Begitu sampai di pusat pemerintahan Bosnia, Soeharto langsung mengadakan pertemuan tertutup dan anggota rombongan lainnya tidak diperkenankan pergi ke tempat lain agar terhindar dari kemungkinan serangan bersenjata dan penembak gelap.
Sambil menunggu, ANTARA dan RRI mulai gelisah karena tidak tahu cara untuk mengirim berita. Akhirnya berkat bantuan juru foto Saidi, kedua wartawan ini bisa berbicara dengan Dan Grup A Paspampres Kolonel Sjafrie untuk memakai pesawat telepon langsung yang disiapkan untuk Soeharto.

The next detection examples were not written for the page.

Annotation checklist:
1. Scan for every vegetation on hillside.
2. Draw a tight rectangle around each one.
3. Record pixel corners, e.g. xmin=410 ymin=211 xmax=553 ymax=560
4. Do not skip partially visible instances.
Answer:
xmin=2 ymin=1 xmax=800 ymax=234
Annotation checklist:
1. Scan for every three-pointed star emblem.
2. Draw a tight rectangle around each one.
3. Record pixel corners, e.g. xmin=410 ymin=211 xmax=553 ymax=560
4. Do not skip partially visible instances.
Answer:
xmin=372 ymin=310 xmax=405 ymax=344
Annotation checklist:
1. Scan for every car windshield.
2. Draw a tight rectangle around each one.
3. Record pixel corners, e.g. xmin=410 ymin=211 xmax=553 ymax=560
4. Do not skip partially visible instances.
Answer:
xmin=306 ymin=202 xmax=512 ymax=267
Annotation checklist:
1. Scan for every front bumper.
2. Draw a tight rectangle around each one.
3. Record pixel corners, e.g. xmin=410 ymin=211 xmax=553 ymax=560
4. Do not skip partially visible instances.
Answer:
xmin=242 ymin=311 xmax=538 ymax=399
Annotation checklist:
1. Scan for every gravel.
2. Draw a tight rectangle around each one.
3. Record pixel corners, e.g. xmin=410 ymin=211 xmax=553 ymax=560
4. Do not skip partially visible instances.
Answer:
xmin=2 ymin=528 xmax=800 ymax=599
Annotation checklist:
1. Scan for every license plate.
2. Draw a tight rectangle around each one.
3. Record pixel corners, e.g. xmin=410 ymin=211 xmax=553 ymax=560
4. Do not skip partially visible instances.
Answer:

Tanpa memakai kode akses lokal atau internasional, giliran pertama diberikan kepada wartawan RRI untuk langsung menelepon ke kantornya di Jalan Medan Merdeka Barat, Jakarta Pusat.
Ketika itu dia langsung bisa mengudara dan laporan berita olah raga yang ketika itu, sekira pukul 20.10 WIB, sedang disampaikan RRI di sela laporan langsung dari Bosnia.
Kemudian giliran ANTARA menelepon ke Jakarta dan dilanjutkan ke wartawan-wartawan yang menunggu di Kroasia untuk memberikan laporan mengenai kunjungan Soeharto di negeri yang sedang berperang itu.
Pengalaman mengirim berita dari medan perang itu bakal tak terlupakan.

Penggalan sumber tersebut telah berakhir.